Public elementary catchment falls to Sam Sherratt Public School, which sits on the street itself; Catholic elementary students attend St. Scholastica Catholic Elementary, a five-minute drive away. Older students draw to Craig Kielburger Secondary School for the public board, also five minutes by car, while Catholic secondary students attend Bishop P.F. Reding Catholic Secondary School, about four minutes away. The proximity to multiple elementary options makes Harkin Place a practical choice for families with younger children.

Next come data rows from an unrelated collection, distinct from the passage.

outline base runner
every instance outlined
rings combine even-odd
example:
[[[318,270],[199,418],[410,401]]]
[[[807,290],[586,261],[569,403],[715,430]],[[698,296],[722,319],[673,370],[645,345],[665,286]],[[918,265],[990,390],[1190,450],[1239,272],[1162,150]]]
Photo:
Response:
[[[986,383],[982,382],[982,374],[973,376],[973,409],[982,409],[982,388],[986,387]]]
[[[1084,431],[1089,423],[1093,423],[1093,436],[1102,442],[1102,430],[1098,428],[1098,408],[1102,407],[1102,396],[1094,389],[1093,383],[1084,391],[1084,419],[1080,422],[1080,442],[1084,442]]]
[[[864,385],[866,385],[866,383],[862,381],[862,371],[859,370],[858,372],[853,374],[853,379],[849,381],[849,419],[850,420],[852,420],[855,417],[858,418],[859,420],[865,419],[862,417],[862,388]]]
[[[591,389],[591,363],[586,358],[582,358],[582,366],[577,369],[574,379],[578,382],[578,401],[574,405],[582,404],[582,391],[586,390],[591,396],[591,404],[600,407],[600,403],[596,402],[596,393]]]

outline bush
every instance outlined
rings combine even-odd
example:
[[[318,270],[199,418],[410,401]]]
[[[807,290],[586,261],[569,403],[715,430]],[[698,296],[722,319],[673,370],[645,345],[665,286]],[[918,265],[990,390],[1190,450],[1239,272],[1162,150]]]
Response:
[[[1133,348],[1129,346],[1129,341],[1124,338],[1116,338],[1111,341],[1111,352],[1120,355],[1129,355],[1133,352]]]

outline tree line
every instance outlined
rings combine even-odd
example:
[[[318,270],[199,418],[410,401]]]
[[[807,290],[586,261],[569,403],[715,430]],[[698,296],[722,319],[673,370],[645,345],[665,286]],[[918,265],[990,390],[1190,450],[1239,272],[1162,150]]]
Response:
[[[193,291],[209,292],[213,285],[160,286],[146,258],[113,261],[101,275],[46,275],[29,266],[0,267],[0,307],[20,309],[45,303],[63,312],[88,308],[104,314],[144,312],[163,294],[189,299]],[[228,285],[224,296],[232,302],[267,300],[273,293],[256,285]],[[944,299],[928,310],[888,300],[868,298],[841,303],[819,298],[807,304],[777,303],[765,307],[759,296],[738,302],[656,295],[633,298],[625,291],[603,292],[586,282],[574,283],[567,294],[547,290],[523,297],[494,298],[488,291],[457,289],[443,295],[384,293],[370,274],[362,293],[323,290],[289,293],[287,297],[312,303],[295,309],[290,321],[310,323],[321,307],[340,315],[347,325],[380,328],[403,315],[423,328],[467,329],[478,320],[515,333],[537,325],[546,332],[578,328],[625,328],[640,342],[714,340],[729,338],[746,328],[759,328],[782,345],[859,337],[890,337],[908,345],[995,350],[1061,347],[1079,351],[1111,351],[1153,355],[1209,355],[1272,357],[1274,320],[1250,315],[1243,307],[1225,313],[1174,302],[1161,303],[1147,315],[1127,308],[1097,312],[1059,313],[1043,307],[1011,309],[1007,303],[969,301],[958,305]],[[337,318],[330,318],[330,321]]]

Harkin Place tends to suit families who want a quiet cul-de-sac with immediate access to schools and daily errands. The stock is detached homes, and the rental market here leans toward long-term tenants: the single recent lease was unfurnished and moved in 126 days, suggesting a patient, anchored renter profile. Buyers here accept a tighter lot configuration in exchange for being steps from Sam Sherratt Public School and a short drive to groceries and the GO station. It is a street for those who prioritize convenience over square footage.
If you are considering alternatives in similar pockets, homes built in the early 2000s with larger lots can be found in the same neighbourhood, though they trade at a premium. For those who want a more established feel with mature trees, older sections of Scott offer a different character. Buyers who need a shorter commute to Toronto might look closer to the GO station, where homes tend to be pricier but shave a few minutes off the drive. Each option trades one priority for another.
Detached inventory on Harkin Place has seen 1 closed sales recently. Details below.
Closed transactions from the Toronto Regional Real Estate Board. The picture below covers recent closed activity across all product types on Harkin Place.
Sale activity on Harkin Place in the recent period. Stats reflect closed transactions only.
Rental activity on Harkin Place across recent months. Breakdown by bed count below.
| Date | Address | Beds | Sold | vs Ask | DOM | Listing brokerage |
|---|---|---|---|---|---|---|
Times below assume typical traffic from mid-street. Walk and transit times use Milton Transit routing.